FUKUSHIMA (57) Les sans-abris recrutés pour décontaminer
3 janvier 2014. Comment des sans-abris sont recrutés par la mafia japonaise pour aller travailler dans les zones contaminées après la catastrophe de Fukushima - le reportage spécial que l’agence de presse Reuters a sorti le 30 décembre à ce sujet commence à faire son chemin chez les confrères francophones.
C’est un très long article paru sous le titre “Special report : Japan’s homeless recruited for murky Fukushima clean-up” signé par Mari Saito et Antoni Slodkowski (aidés par 6 autres reporters ainsi qu’un éditeur et un rédacteur en chef) et qu’il faut absolument lire [1].
Très tôt après le 11 mars 2011, date des débuts de la catastrophe, ce recrutement a été évoqué par divers organes de presse, lors de reportages ponctuels. Mais l’article qui vient d’être sorti par l’agence, tout particulièrement après des arrestations en 2013 de « gangsters japonais accusés d’avoir infiltré les sous-traitants du géant de la construction Obayashi et envoyé illégalement des travailleurs sur un projet financé par le gouvernement », avère ces accusations avec force détails, après une enquête approfondie qui révèle la gravité et la complexité de la situation actuelle au Japon.
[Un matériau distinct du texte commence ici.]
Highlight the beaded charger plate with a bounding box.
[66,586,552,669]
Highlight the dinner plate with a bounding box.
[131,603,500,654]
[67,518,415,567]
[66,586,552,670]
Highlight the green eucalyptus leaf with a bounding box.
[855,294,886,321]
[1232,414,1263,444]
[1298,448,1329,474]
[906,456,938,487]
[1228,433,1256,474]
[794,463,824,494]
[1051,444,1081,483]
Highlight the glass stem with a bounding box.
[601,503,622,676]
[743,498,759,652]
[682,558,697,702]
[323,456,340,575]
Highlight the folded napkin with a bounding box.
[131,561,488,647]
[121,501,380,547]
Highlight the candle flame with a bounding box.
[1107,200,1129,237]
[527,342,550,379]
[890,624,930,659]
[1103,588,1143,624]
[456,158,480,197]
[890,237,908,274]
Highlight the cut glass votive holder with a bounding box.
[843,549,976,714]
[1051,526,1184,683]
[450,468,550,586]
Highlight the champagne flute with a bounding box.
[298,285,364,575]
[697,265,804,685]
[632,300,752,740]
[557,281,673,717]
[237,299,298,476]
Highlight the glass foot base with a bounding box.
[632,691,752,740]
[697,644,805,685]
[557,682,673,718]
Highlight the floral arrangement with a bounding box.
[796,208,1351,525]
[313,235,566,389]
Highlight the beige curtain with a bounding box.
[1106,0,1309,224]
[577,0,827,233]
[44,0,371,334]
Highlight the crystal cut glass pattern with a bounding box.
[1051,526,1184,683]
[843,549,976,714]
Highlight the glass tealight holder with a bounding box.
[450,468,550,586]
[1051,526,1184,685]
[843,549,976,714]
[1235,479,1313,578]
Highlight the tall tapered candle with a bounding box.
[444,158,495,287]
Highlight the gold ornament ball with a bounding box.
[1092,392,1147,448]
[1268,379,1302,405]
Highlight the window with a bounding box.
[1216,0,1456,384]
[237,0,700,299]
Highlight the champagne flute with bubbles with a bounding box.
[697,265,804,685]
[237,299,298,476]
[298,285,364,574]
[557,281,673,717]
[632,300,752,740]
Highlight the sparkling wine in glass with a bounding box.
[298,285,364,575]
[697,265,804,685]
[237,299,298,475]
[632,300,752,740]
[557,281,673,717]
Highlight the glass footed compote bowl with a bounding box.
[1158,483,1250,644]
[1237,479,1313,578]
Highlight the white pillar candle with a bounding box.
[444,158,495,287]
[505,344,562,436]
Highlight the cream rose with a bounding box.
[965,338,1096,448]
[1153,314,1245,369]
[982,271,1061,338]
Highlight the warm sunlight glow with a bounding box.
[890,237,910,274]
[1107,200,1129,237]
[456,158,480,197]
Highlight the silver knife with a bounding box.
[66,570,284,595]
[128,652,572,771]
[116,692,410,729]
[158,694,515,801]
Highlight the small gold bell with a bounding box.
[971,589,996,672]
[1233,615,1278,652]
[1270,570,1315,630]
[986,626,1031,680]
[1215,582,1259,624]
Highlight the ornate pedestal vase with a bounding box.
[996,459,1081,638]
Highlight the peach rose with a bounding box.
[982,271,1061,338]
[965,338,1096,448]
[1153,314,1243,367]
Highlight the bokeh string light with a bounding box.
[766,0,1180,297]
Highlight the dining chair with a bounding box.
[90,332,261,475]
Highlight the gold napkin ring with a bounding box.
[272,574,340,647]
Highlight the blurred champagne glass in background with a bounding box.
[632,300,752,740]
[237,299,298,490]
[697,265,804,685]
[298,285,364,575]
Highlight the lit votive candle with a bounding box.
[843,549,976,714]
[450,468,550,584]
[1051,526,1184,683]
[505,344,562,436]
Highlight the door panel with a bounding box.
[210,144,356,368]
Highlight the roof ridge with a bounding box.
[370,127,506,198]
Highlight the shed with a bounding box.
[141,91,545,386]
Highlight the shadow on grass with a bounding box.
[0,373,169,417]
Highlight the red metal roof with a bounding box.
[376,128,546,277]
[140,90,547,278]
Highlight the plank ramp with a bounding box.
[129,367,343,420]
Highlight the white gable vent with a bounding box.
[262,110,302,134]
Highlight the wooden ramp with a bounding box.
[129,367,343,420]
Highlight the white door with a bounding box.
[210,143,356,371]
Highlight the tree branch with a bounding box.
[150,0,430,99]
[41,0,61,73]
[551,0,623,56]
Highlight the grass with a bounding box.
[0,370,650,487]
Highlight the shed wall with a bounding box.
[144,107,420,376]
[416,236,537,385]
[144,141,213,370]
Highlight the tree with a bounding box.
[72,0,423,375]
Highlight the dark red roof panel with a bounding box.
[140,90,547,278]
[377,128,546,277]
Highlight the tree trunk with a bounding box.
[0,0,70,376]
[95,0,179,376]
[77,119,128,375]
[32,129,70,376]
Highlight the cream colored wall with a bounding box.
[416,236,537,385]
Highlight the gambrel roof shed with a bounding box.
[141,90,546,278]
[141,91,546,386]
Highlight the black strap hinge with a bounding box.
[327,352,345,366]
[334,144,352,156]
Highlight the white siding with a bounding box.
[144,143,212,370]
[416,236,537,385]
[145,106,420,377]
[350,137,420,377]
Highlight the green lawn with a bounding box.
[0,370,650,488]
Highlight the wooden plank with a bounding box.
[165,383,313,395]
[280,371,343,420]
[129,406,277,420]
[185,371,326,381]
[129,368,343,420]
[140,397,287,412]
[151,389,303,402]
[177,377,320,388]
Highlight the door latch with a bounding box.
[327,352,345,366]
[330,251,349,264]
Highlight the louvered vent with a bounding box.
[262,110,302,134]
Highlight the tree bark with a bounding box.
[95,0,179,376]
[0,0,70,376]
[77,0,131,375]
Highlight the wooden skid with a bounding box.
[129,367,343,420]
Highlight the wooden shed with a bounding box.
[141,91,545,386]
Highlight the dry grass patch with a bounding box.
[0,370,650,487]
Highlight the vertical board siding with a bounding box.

Nous ne citerons ici que quelques chiffres de ce remarquable travail journalistique : « dans les 10 villes les plus contaminées et sur l’autoroute qui va vers le nord et passe devant la centrale dévastée de Fukushima, Reuters a découvert que 733 entreprises travaillaient pour le ministère de l’Environnement (…). Reuters a découvert que 56 sous-traitants ayant obtenu un contrat dans la liste des contrats dont le montant total s’élève à 2,5 milliards de dollars (pour œuvrer dans les zones les plus contaminées) n’auraient pas dû obtenir d’autorisation pour ces travaux publics vu qu’ils n’avaient pas été retenus par le ministère de l’Industrie. »
Cette question de la sous-traitance, du contrôle et du suivi des collaborateurs et travailleurs – leur niveau de qualification, la façon dont ils sont traités etc. - est au cœur de tous les grands travaux. Mais tout particulièrement quand ils sont dangereux et notamment dans le nucléaire. Tous les journalistes se souviennent (et gaeons-le, les lecteurs) des premières enquêtes à ce sujet que sortit jadis Gunther Wallraff en Allemagne, et que l’on peut toujours lire dans son célèbre ouvrage « Tête de Turc », paru en 1985 outre-Rhin (le reporter s’était déguisé en immigré turc et avait été embauché dans le nettoyage des zones dangereuses des centrales).
Dans notre livre sorti en novembre « Les dossiers noirs du nucléaire français » (éd. Presses de la Cité), que nous avons co-écrit, les physiciens Monique Sené, Raymond Sené et moi-même (on peut lire la tribune « La grande leçon de Fukushima pour la France » que nous avions également co-écrite il y a deux ans au sujet de la contamination post-Fukushima [2]), nous consacrons tout un chapitre à la « sous-traitance de la sûreté », la qualifiant de « casse-tête de management ». Nous ne sommes pas, ici en France, dans la situation post-accidentelle que connaît aujourd’hui le Japon mais voici quand même deux chiffres éloquents (extraits de la page 83) : « Les travaux effectués en permanence sur les sites des centrales nucléaires françaises sont assurés à 80% par des prestataires (…). 18 000 salariés extérieurs [non EDF] interviennent chaque année en « zone contrôlée ». Et comme le rappelle un rapport du 30 juin 2011 de l’Office parlementaire d’évaluation des choix scientifiques et technologiques (OPECST), que nous citons aussi (p. 84), il pourrait y avoir dans certaines activités jusqu’à « sept niveaux de sous-traitance ». Et on sait qu’ici, certains travailleurs se qualifient eux-mêmes « bagnards du nucléaire », comme l’avait souligné l’Express dès 2011 [3].
Alors quand les journalistes de Reuters, au Japon, citent leur découverte de « cinq entreprises travaillant pour le ministère de l’Environnement qui n’ont pas pu être identifiées (ni numéro d’enregistrement, ni téléphone, ni site Internet) (…) », on finirait par ne plus s’en étonner. Mais on est alarmé, forcément alarmé de pareille gabegie et de ses conséquences invisibles.